Video duration: 4min 24sec
Video transcript—Swing traders staying Always In
Two ways to handle Always In
Yeah, I just talked about Always In. In general, there are two ways to handle Always In. You take every logical reversal or you only take the really strong reversals, so you can either buy above 1 or buy the 2 close. I think the bulls get out below 11. Some bears short below 11, other bears wait and they short either below 24 or maybe the 28 close. That’s getting pretty late.
And 34 is really not a major reversal. 52 is not a major reversal. 68 is, I think, an interesting reversal. I thought the odds were 66, 67, exhaustion gap and that we’d get up above 66, and probably back up to the open, to the high of last week. So theoretically, the bears either sell below 11 or they get short somewhere through here, and the bulls never really had a strong buy. So theoretically the bears stay short and they keep trailing stops above most recent lower highs here then here, and then here, and then they get out above 68 where they reversed to long.

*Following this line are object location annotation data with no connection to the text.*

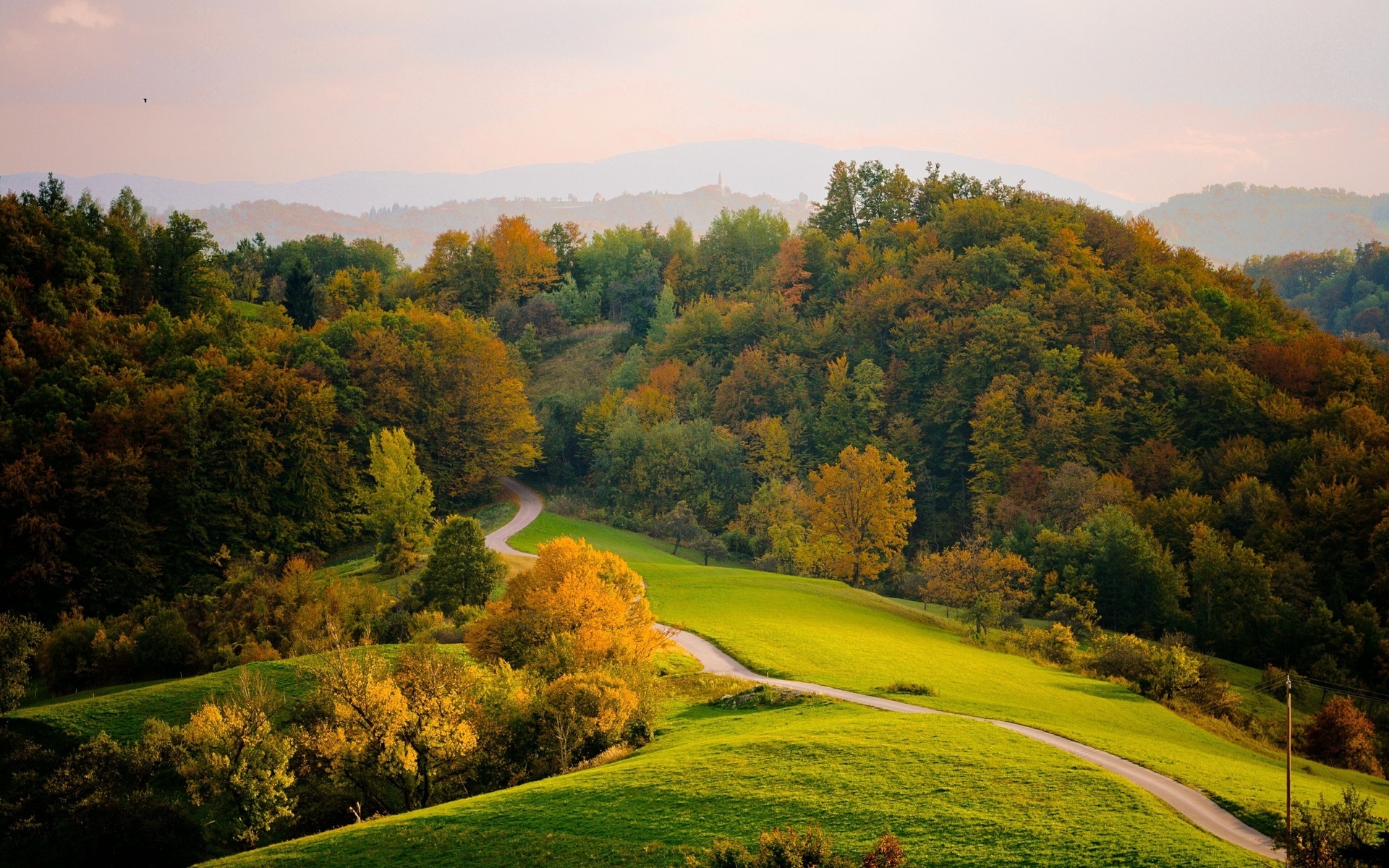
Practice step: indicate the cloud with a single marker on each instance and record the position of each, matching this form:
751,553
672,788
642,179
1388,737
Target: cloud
80,13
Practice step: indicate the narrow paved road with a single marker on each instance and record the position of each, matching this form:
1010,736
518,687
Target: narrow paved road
528,509
1186,800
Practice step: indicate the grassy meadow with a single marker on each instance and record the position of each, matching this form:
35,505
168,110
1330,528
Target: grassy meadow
957,792
823,631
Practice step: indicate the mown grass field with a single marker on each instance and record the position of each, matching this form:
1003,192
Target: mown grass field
827,632
957,792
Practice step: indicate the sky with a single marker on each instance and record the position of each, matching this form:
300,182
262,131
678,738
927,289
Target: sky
1142,101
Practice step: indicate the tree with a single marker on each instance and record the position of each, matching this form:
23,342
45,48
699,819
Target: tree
575,608
399,738
581,706
525,263
851,406
975,578
710,546
235,757
678,525
1230,588
399,506
860,513
1343,736
462,274
299,294
181,264
462,570
736,244
20,638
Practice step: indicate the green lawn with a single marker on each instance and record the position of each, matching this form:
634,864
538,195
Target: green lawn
957,792
827,632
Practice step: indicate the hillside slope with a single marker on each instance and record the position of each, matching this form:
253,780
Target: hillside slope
825,632
1231,223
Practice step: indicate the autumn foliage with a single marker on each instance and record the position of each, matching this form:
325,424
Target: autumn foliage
575,608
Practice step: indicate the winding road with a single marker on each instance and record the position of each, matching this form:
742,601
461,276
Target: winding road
1188,801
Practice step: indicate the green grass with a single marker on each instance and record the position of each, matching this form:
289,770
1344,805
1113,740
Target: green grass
122,712
957,793
827,632
495,514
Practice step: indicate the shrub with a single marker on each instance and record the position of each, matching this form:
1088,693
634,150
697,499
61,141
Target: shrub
1076,614
1335,835
886,853
166,646
462,571
910,688
1123,656
1056,644
1342,735
20,638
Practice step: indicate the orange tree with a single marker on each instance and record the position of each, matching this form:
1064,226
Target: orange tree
860,513
575,610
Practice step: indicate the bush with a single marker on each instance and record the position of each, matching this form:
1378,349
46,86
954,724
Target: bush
166,647
1056,644
791,849
462,571
1335,835
1079,616
20,638
1123,656
1342,735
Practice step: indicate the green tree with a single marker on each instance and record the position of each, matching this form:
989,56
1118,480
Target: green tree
462,570
181,264
851,407
736,244
300,302
238,763
1230,587
20,638
679,527
399,506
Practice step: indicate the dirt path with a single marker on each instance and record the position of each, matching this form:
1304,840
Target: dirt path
1184,799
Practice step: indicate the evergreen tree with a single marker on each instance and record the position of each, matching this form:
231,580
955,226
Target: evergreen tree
462,571
299,294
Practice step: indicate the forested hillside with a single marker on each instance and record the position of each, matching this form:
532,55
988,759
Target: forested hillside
1149,434
1231,223
1346,292
149,433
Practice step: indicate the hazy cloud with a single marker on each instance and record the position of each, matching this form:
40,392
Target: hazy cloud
1139,99
80,13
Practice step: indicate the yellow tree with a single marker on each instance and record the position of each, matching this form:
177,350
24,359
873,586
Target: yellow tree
575,608
399,506
395,736
975,578
525,263
235,757
860,513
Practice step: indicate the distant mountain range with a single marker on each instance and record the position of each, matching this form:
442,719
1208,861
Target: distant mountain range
694,181
781,170
413,229
1231,223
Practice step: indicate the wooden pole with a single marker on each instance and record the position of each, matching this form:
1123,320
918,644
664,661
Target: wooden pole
1289,813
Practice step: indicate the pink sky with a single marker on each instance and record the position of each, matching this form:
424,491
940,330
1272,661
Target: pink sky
1141,101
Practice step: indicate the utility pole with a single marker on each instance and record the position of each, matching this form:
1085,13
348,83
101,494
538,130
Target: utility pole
1288,689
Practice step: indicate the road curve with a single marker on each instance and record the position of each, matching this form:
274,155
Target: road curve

Don’t choose the in-between road
I think that’s an okay way to do it. I’m sitting here all day long watching every tick, so to me I’d take more frequent reversals and just go to accumulate all those little moves that I was talking about. But there’s really no easy way. The worst thing to do is be in-between, right? You always hear that if you hang out in the middle of the road, you get killed. And with trading, if you’re choosing between frequent reversals and very few reversals — sell below 11, buy back below 68 — and instead, you choose something in between the two extremes, you’re almost certainly going to lose money. So either you take all the reversals: selling below 11, buying above 34, maybe going flat above 19 — right? — buying above 52, selling below 64. Either you’re taking all of those or you’re using the wide stops. If you’re trying to do something in between, you’re going to lose money. So in other words, you sell below 11 and then you think 16’s bad so you buy back above 16, and then you wait to sell until you’re down here, 29, and you say, “Uh-oh, 24, I’ll get out below 24.” Then you wait to sell until 49 or 50, and then you buy above 52. If you keep waiting and entering late, and then giving a lot of room but not fully the amount of room that you should, and you exit your shorts late and you buy late, then you’ll be buying high and selling low to get in and get out of trades and you’ll lose money.

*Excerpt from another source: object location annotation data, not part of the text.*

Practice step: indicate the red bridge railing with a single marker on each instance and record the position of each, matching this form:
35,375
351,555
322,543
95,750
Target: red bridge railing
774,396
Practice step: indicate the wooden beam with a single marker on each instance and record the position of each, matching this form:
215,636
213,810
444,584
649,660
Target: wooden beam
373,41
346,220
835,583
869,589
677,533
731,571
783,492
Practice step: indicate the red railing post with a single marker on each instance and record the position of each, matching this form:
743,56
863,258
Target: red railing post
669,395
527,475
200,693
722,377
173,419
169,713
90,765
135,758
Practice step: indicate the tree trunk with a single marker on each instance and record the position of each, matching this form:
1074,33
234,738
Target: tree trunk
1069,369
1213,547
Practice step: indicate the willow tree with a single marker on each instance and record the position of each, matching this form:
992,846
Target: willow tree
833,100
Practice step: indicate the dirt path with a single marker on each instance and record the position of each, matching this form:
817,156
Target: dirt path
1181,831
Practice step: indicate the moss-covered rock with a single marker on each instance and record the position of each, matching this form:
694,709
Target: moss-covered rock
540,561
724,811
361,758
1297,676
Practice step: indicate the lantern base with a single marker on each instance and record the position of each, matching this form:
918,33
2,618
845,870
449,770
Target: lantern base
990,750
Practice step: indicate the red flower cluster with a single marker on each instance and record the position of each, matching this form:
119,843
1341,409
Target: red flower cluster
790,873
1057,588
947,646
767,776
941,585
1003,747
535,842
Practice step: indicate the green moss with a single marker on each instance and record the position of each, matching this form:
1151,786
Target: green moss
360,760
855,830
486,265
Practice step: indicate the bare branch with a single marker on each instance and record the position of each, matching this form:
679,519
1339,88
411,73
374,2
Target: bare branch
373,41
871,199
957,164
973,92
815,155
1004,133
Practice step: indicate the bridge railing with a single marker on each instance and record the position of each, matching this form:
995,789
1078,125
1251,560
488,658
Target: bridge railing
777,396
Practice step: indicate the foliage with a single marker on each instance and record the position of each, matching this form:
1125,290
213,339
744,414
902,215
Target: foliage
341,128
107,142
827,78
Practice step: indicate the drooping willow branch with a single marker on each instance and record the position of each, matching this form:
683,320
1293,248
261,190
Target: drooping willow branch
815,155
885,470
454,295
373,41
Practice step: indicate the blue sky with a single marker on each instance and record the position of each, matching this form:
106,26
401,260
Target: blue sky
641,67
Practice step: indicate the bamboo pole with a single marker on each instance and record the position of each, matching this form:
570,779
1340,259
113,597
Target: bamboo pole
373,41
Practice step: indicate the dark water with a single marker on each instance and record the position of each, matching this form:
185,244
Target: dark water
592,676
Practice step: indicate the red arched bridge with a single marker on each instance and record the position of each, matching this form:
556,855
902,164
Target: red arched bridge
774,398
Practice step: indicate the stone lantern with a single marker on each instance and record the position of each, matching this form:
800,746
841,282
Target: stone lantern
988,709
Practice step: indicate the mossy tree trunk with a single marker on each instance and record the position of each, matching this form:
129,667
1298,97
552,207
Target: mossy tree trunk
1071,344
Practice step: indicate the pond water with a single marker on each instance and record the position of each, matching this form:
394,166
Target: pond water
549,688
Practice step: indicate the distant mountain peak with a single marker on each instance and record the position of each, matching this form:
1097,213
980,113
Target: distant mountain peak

Question follow up same session
Q: I entered short on bar 50 at 2085 with a stop above 48. [Okay, that’s okay.] When I saw the four bull bars, I exited while 55 was forming. Can you comment on the trade management?
Yeah, so we short down here. This is exactly what I was talking about. So he sold 50. I was talking about selling 51. I pay attention to the low closes. That lowest close of the day, the highest close of the day, the lowest close of a bear breakout, the highest close of a bull breakout. And then I watch what happens over the next few bars and it gives me an indication of what to expect. If you sold the 50 close for a swing, I think you might get out above 52 — I would not get out 56. That’s in the middle of the 48-50 bear breakout so, to me, that’s a sell zone. So if you did not get out above 52, I think you hold with your stop above 48 and you just wait to see what happens. That’s another example of the skunk in the middle of the road; you either get out above 52 or you get out above 48 and not anything else. Those are the two choices, and if you choose somewhere in between it’s just asking for trouble. Buying back a short somewhere in here, this is where bears are selling — a pullback to the middle of the bear leg, so that’s a sell zone, not a buy zone.